At the G7 Leaders Summit in Hiroshima, President Biden announced concrete steps to implement the vision of the Partnership for Global Infrastructure and Investment (PGII) to mobilize $600 billion by 2027 in infrastructure investments around the world. The announcement included public-private support for the Romania small modular reactor (SMR) project from the United States, Japan, Republic of Korea, and United Arab Emirates of up to $275 million, which includes a Letter of Interest from U.S Export-Import Bank (EXIM) for up to $99 million from the EXIM Engineering Multiplier Program. In addition, EXIM and U.S. International Development Finance Corporation (DFC) issued Letters of Interest for potential support of up to $3 billion and $1 billion, respectively, for project deployment.

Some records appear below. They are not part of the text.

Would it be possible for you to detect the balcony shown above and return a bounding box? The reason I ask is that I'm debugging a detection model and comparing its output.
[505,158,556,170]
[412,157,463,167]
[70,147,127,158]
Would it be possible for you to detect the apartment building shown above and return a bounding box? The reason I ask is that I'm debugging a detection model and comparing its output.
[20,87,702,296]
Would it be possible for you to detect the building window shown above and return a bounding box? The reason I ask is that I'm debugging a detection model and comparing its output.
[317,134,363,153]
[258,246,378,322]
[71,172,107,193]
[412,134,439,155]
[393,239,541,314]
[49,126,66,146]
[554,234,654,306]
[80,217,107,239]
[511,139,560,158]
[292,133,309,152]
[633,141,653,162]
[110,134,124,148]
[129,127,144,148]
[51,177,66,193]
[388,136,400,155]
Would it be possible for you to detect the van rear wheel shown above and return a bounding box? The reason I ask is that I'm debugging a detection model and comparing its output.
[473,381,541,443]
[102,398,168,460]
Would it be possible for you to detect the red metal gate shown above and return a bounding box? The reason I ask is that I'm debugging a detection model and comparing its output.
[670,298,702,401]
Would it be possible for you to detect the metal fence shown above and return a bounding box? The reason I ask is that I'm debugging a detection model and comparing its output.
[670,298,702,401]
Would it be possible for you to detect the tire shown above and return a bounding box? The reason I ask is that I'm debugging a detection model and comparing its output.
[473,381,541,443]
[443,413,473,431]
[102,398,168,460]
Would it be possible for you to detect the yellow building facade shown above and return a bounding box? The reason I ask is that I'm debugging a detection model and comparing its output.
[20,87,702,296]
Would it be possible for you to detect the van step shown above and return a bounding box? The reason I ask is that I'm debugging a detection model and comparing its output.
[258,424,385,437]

Together with new pledges by Romania, these commitments demonstrate the power of multinational cooperation and public-private partnership on transformative infrastructure projects and will move forward Romania’s leading-edge SMR project, based on the U.S. firm NuScale Power LLC technology, towards deployment in 2029.

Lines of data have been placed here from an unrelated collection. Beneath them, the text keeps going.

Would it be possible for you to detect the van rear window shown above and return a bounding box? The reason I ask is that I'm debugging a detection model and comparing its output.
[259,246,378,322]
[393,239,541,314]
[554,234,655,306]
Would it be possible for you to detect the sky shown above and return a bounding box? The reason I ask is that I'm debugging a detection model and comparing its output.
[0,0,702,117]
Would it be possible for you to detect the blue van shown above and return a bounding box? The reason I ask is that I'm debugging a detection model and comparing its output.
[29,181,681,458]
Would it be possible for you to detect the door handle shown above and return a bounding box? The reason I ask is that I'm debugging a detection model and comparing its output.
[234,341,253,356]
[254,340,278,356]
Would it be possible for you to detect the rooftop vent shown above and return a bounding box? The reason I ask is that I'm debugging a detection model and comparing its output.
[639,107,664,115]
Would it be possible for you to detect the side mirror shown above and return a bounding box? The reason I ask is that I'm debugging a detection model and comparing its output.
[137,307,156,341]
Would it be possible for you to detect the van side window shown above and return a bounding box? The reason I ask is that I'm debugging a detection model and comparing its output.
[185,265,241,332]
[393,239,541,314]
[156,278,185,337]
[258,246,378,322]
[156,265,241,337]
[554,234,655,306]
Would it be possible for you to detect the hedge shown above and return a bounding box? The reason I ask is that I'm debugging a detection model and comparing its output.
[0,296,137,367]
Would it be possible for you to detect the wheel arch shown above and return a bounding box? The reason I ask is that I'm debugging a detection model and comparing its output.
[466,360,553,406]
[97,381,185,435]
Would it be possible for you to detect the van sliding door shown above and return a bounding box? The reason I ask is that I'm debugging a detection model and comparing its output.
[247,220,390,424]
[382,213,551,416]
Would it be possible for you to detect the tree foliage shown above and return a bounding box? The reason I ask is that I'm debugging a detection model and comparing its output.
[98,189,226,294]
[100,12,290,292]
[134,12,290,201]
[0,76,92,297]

The Romania SMR project will replace a former coal plant at Doicesti with clean power and will capitalize on the experience gained on the first SMR project under development in the United States at the Carbon Free Power Project in Idaho. The Doicesti SMR project builds on over a quarter century of Romania’s safe and secure nuclear power plant operation experience.

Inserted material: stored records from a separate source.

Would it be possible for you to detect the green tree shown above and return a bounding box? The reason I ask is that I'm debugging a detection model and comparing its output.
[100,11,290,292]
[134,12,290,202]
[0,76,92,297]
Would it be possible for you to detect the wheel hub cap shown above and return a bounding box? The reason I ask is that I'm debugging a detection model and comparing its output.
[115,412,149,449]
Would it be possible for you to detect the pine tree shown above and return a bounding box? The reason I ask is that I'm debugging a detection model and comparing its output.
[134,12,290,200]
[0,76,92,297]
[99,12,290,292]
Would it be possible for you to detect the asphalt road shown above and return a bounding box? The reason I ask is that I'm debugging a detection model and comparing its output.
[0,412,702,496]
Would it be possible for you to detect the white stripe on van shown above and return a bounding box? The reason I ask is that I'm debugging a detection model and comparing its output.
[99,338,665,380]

Partners advancing the SMR project include Japan Bank for International Cooperation (Japan); DS Private Equity (Republic of Korea); EXIM Bank Romania, S.N. Nuclearelectrica S.A., Nova Power & Gas S.R.L. (Romania); Emirates Nuclear Energy Corporation (ENEC, United Arab Emirates); DFC and EXIM (United States). Commitments will support procurement of long lead materials, finalization of front-end engineering and design (FEED) work, provision of project management expertise, site characterization and regulatory analyses, and precise schedule and budget estimates for project execution. ENEC’s involvement in the Romanian SMR project, through in-kind contribution of nuclear experts, represents the first nuclear energy-focused activity undertaken within the U.S.-UAE Partnership for Accelerating Clean Energy (PACE) platform. PACE was launched in November 2022 to catalyze $100 billion in financing, investment, and other support to deploy 100 new gigawatts of clean energy capacity by 2035, delivering further momentum and impact on the road to the Conference of the Parties to the UN Framework Convention on Climate Change (COP28), which the UAE will host in November 2023.
This multilateral endeavor to deploy safe and secure civil nuclear technology is a testament to the essential role nuclear energy plays in the global clean energy transition and meeting our collective goal to limit global warming to 1.5 degrees Celsius. The United States is committed to supporting the use of innovative clean energy technologies to power global decarbonization efforts and provide energy security and independence to partners around the world.